A blast of wind caught her in the face, blinding her. The force of it scraped her skin raw. Blood welled and dripped onto the sleeve of her blouse, mixing with the layer of grime that contaminated the pristine white cotton. Droplets of blood spun away into the storm, and she focused on one, fixed her gaze on it no matter how much it hurt as the wind screamed against her face, and willed it to wink into existence as a portal. The blood flashed scarlet, and grew, and there was an arch, the plain white gateway of the Memory Palace. She threw her body to one side, twisting, and with that torque spun them down into it.

  They tumbled down the great entrance hall spanned by a barrel vault and landed in the courtyard where the fountain’s cool spray bathed them and washed away the grime and washed away Valentin’s horrible guise until he became Valentin again. Looking sulky, and queasy.

  “Oh, gods, don’t throw up,” said Ilyana.

  “Much you care. Why can’t you just let me alone?”

  “Stupid question.” She stood up, keeping a firm grip on him. There were only four arches on each side of the quadrangular courtyard, but the number was deceptive. Each one split into multiple archways, so that depending on the angle at which you passed through any individual archway, you found yourself at a different destination, at a different wing of the Memory Palace. “Where’s the room you built. Valentin?”

  “We have to go upstream.”

  She let him lead her. Gods, he knew this place well. Passageways branched off into vast warrens; chambers flew past, and then at a dock they clambered onto a barge. Towed by horses up a torpid river, the barge breasted the current and sent a lazy wake flurrying out from its stern. Wings of the palace lined the river, and suddenly they swung onto a side channel, passed under a bridge, and were back inside the palace, in a dark chamber that rang with the lulling slap of water against a stone jetty. The barge bumped placidly up against a piling.

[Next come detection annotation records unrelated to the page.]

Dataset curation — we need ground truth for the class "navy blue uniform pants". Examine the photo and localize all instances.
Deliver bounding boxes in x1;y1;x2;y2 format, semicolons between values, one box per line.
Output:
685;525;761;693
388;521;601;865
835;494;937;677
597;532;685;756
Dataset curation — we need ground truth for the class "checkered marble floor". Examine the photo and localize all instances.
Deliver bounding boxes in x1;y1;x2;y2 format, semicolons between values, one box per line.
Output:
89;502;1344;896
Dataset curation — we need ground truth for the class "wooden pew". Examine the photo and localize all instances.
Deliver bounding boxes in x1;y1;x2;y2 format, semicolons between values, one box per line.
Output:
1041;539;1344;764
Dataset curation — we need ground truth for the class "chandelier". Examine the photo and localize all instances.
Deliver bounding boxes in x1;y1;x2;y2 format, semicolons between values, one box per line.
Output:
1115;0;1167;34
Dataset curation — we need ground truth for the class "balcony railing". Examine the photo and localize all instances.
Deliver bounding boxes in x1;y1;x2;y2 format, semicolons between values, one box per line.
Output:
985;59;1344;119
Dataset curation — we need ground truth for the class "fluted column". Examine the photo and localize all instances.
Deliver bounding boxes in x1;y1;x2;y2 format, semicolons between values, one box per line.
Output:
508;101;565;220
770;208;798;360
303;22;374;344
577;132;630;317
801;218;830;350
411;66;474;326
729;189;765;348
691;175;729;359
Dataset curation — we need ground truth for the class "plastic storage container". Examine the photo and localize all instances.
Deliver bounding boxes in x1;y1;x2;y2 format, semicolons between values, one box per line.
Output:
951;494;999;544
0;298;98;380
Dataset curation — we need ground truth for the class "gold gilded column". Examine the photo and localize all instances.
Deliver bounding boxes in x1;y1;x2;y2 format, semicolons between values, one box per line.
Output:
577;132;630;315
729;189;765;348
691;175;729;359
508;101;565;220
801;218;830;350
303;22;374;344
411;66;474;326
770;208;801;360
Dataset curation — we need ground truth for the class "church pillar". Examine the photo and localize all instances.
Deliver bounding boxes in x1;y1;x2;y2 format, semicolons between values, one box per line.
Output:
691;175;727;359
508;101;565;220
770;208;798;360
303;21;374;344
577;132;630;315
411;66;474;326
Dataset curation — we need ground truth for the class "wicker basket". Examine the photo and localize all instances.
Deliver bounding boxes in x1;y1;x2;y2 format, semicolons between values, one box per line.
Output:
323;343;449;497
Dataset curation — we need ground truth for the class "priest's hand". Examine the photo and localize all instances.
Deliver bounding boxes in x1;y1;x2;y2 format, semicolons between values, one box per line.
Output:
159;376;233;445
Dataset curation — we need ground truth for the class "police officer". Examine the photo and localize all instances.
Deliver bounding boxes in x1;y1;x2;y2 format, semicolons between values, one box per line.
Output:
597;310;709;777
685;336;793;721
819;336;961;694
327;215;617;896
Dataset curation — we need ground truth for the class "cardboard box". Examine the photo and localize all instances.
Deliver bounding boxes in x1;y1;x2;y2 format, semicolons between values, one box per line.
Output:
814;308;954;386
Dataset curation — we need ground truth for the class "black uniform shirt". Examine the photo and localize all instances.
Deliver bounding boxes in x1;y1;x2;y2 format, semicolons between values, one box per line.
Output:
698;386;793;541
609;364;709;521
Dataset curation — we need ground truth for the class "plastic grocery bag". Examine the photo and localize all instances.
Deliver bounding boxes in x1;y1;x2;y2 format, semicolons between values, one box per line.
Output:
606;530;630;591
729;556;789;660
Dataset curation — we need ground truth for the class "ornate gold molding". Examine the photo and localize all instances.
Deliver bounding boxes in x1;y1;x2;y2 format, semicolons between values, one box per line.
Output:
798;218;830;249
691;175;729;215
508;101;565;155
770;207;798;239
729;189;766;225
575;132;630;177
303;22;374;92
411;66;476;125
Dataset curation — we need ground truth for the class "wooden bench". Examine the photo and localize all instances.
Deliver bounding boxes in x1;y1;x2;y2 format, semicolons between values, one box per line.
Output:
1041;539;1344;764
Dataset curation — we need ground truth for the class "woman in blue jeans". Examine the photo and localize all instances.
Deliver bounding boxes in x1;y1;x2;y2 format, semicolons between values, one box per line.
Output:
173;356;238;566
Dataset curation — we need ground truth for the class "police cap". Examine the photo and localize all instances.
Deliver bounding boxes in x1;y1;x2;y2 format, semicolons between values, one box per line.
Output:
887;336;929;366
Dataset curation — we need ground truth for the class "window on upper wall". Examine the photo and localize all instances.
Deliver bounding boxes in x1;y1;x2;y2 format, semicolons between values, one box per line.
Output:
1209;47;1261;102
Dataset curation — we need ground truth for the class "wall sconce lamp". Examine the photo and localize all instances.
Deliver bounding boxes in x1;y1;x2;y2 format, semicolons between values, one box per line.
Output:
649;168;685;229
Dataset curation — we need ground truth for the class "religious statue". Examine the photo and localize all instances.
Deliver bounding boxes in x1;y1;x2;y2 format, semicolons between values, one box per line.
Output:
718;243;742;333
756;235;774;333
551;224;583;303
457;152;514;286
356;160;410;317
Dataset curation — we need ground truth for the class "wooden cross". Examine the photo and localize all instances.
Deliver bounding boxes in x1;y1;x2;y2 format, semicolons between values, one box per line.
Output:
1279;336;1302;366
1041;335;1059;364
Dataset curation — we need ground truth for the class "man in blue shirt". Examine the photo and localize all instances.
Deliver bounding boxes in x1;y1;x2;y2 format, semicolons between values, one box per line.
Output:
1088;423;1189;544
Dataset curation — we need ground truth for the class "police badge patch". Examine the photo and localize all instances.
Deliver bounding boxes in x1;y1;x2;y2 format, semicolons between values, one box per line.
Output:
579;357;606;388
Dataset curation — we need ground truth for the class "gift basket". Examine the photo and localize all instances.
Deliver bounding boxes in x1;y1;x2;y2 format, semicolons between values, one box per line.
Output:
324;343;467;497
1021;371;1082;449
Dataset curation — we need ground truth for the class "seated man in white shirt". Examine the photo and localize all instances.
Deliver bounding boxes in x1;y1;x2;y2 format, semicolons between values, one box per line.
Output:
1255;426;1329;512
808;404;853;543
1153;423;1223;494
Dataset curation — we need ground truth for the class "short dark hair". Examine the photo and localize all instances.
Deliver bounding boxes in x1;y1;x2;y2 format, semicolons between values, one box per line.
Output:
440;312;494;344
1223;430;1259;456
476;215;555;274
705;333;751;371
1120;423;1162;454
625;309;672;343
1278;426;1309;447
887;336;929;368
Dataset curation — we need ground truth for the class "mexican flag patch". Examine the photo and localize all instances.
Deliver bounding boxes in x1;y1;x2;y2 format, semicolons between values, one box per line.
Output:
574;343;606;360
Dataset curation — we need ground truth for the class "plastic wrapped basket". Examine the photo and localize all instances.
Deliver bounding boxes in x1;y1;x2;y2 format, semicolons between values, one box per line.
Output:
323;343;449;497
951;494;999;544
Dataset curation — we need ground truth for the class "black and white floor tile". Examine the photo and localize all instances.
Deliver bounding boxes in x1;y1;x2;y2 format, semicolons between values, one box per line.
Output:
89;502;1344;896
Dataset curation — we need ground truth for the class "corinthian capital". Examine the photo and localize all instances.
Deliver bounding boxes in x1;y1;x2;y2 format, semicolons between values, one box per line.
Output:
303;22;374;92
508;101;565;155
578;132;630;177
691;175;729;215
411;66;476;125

  Valentin scrambled up onto the jetty. Utterly lost, Ilyana climbed out and followed Valentin down a wainscoted corridor whose windows looked out onto the ocean. They turned a corner and walked into their flat in London, with the great etsana’s tent and the walls that masked the real world and pretended to show a false one instead. At once, her stomach clenched with the old familiar loathing, the awful feeling of being trapped.

  “Now,” she said. “We’re going back to the ship.”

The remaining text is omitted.